I disturbi del sonno si presentano in maniera differenziata rispetto alle diverse età. Nei primi 3 anni di vita prevale l’insonnia mentre in età prescolare prevalgono i disturbi respiratori notturni (legati prevalentemente all’ipertrofia adenotonsillare tipica di questa età).

In età prescolare e scolare iniziano a comparire le parasonnie rappresentate in primis dai terrori notturni (pavor nocturnus) e dal sonnambulismo.
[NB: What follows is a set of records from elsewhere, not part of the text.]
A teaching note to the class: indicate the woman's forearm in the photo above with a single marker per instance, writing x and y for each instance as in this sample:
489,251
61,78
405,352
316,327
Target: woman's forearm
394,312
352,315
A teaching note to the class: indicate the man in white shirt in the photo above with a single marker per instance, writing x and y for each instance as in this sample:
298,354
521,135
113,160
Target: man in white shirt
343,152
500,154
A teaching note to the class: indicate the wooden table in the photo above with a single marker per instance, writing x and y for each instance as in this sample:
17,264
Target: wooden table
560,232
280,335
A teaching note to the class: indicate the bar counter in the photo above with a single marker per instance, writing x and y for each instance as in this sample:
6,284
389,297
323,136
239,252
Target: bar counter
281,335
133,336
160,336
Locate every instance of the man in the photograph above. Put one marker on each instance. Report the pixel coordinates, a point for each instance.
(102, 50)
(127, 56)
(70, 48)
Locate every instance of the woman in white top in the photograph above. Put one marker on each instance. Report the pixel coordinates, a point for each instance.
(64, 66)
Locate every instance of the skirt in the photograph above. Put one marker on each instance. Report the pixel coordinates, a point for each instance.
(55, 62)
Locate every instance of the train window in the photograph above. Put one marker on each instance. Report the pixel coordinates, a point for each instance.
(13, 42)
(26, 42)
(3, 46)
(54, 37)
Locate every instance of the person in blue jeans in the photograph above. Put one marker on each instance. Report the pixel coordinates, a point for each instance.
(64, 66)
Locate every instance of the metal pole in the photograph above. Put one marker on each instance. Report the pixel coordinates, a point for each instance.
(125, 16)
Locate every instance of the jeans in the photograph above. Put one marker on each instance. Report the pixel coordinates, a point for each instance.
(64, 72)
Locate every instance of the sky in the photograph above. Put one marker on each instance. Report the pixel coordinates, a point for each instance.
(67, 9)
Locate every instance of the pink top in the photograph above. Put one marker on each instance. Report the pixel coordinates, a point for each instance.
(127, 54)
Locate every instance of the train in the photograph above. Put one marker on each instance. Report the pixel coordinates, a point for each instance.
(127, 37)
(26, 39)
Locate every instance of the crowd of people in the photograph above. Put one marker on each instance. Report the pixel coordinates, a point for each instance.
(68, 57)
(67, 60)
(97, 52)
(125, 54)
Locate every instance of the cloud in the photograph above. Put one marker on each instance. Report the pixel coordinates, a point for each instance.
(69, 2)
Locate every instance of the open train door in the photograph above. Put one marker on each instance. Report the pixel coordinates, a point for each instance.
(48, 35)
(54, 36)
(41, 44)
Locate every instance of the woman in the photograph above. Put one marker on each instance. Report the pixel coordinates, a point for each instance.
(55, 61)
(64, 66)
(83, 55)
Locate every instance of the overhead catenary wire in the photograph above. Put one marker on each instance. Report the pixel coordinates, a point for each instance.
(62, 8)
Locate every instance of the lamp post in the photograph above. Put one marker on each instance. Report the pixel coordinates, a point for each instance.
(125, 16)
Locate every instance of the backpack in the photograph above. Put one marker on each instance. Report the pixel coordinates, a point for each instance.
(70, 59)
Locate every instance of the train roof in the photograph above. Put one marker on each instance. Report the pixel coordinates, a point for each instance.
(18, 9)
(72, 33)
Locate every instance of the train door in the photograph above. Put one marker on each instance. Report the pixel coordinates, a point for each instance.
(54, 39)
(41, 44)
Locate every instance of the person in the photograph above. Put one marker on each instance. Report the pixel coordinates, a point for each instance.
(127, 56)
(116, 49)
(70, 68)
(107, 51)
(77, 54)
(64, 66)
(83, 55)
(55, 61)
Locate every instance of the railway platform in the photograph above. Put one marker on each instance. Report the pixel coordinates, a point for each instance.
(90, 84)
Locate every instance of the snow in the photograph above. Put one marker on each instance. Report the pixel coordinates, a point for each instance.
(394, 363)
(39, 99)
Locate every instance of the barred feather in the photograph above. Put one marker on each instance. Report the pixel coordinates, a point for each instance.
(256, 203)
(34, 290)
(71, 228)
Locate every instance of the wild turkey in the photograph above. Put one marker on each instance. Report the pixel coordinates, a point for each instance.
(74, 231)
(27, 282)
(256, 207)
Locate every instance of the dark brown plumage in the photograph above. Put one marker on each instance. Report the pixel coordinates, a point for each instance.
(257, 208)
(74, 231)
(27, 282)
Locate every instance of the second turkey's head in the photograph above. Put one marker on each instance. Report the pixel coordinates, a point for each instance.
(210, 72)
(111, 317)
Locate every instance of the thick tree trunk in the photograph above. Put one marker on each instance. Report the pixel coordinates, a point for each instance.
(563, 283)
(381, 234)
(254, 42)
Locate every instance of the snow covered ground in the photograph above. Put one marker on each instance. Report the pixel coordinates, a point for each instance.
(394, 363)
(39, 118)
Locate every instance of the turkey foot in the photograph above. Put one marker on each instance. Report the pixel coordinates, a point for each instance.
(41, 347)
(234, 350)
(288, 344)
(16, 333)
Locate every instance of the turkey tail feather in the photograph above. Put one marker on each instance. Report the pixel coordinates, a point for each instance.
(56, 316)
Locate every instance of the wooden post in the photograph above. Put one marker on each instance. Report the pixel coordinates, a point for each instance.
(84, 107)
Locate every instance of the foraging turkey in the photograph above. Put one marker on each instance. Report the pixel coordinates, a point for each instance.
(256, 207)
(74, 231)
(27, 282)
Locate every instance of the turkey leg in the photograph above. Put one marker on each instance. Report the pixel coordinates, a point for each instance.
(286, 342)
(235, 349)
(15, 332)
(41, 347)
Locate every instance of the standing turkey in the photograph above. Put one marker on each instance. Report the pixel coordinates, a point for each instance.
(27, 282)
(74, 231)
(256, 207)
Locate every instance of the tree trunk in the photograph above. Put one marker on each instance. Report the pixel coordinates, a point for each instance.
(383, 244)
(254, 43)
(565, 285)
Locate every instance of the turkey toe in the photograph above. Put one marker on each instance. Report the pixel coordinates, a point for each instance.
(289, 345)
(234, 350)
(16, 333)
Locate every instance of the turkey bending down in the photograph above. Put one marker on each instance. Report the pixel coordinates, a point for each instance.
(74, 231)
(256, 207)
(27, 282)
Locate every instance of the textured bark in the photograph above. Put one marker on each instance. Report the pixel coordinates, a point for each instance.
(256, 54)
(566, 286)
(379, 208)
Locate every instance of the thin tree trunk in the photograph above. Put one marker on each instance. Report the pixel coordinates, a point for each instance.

Queste stesse parasonnie possono presentarsi anche in età scolare, insieme all’enuresi, agli incubi e alle paure all’addormentamento.

In età adolescenziale si assiste ad un fisiologico aumento della sonnolenza diurna che però contrasta con gli stili di vita dell’adolescente e quindi si presentano i disturbi del ritmo circadiano, rappresentati prevalentemente dalla fase di sonno ritardata (con spostamento dell’orario di addormentamento e di risveglio, specie nei week-end).

Quali sono i disturbi più frequenti?

Sicuramente l’insonnia seguita dalle parasonnie, dai disturbi respiratori in sonno, dai disturbi del ritmo circadiano e dalle ipersonnie.

La prevalenza dell’insonnia varia con il variare dell’età: nei primi due anni è intorno al 20-30% e dai 3 anni in poi rimane costante intorno al 15%. Nella maggior parte dei casi l’insonnia è l’espressione di un’alterazione dei processi fisiologici piuttosto che di una vera e propria patologia.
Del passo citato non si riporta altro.